Derzeit genießt – grob gesagt – Straffreiheit wegen Steuerhinterziehung, wer vor Einleitung eigener Ermittlungen seitens der Finanzbehörden wegen hinterzogener Steuern Selbstanzeige erstattet und sämtliche relevanten Steuern nachzahlt.

Der Gesetzgeber wird diese Regelungen verschärfen und möchte damit erreichen, daß die Straffreiheit sich nur noch auf wenige Ausnahmefälle beschränkt und im Übrigen neben der Erhebnung der hinterzogenen Steuern, Säumniszuschläge und Zinsen auf eine strafrechtliche Sanktion möglich ist. Die Details werden noch beschlossen und liegen derzeit im Entwurf vor.

Wer also Anlaß hat, Selbstanzeige zu erstatten, sollte dies vor der Verschärfung der gesetzlichen Regelungen zur Straffreiheit tun, sofern der Sachverhalt hinreichend aufgeklärt ist.

Zu beachten ist allerdings bereits jetzt, daß der Steuerschuldner sämtliche nicht versteuerte Einnahmen nebst der darauf entfallenden Steuern jeder Steuerart offenzulegen und anzuzeigen hat. Es genügt also nicht die Anzeige wegen Einkommensteuer, wenn gleichzeitig bei betrieblichen unversteuerten Einnahmen Umsatzsteuer, Gewerbe- oder Körperschaftsteuer vergessen werden.

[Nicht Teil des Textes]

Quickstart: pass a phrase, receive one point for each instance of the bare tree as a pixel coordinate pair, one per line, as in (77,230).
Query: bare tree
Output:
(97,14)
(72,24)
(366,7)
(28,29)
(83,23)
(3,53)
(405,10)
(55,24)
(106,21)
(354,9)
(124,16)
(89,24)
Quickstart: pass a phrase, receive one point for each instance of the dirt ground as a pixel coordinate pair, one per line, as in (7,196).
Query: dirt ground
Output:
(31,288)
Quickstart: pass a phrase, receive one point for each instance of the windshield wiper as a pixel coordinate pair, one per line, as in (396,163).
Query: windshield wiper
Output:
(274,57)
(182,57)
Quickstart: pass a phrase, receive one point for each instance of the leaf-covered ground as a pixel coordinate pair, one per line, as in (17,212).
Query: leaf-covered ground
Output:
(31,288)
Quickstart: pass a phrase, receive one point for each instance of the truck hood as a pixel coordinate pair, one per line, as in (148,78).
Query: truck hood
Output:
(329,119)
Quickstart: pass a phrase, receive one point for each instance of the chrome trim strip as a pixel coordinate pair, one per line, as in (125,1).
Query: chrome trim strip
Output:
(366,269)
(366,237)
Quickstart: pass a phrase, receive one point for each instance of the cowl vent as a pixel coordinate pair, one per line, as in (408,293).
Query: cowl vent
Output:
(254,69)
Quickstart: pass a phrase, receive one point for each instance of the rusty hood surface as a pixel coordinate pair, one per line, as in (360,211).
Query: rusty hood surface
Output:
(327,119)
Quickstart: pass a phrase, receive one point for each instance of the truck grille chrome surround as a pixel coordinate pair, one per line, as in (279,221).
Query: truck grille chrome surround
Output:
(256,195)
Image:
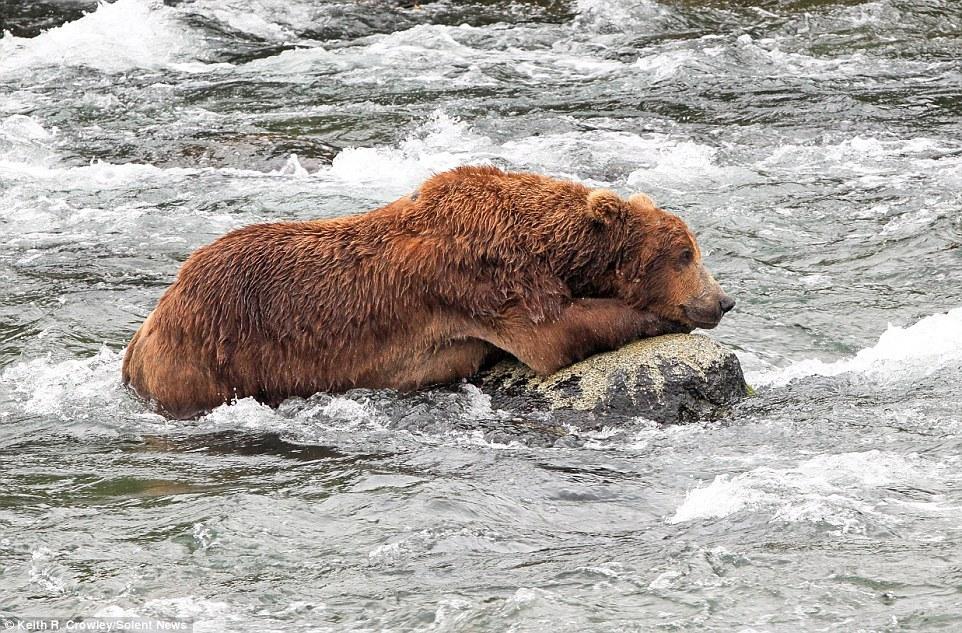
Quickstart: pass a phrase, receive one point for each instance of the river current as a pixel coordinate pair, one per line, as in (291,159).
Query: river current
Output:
(815,147)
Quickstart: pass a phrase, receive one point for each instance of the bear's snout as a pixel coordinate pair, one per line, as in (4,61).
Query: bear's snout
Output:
(706,309)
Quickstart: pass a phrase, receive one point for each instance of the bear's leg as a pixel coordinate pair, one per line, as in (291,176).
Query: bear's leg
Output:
(586,327)
(445,363)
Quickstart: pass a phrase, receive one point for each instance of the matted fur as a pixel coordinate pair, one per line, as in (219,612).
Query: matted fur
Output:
(418,292)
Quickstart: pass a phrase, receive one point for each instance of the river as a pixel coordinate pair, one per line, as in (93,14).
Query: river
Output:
(815,147)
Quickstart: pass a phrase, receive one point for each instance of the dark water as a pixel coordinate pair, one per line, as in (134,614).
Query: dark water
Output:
(816,149)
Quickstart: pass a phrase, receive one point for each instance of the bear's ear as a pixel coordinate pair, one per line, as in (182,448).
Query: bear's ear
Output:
(605,204)
(642,201)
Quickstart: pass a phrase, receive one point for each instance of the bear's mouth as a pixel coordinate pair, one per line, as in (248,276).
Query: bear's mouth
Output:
(702,320)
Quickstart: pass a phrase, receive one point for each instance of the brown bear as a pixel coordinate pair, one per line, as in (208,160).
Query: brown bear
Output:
(421,292)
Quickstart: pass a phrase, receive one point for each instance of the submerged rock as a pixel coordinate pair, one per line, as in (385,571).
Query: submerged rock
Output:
(671,379)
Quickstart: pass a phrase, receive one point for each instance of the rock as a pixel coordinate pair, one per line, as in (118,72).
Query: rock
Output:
(671,379)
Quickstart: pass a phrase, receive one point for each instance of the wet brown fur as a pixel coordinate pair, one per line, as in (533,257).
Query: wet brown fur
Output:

Gleichzeitig genügt es nicht, wenn der Betrag quasi geschätzt wird, weil keine ausreichenden Unterlagen über die Beträge im Einzelnen vorliegen und sich bei nachträglich genauer Prüfung und Aufklärung herausstellt, daß die angezeigten Beträge tatsächlich – wenn auch nur geringfügig – höher liegen.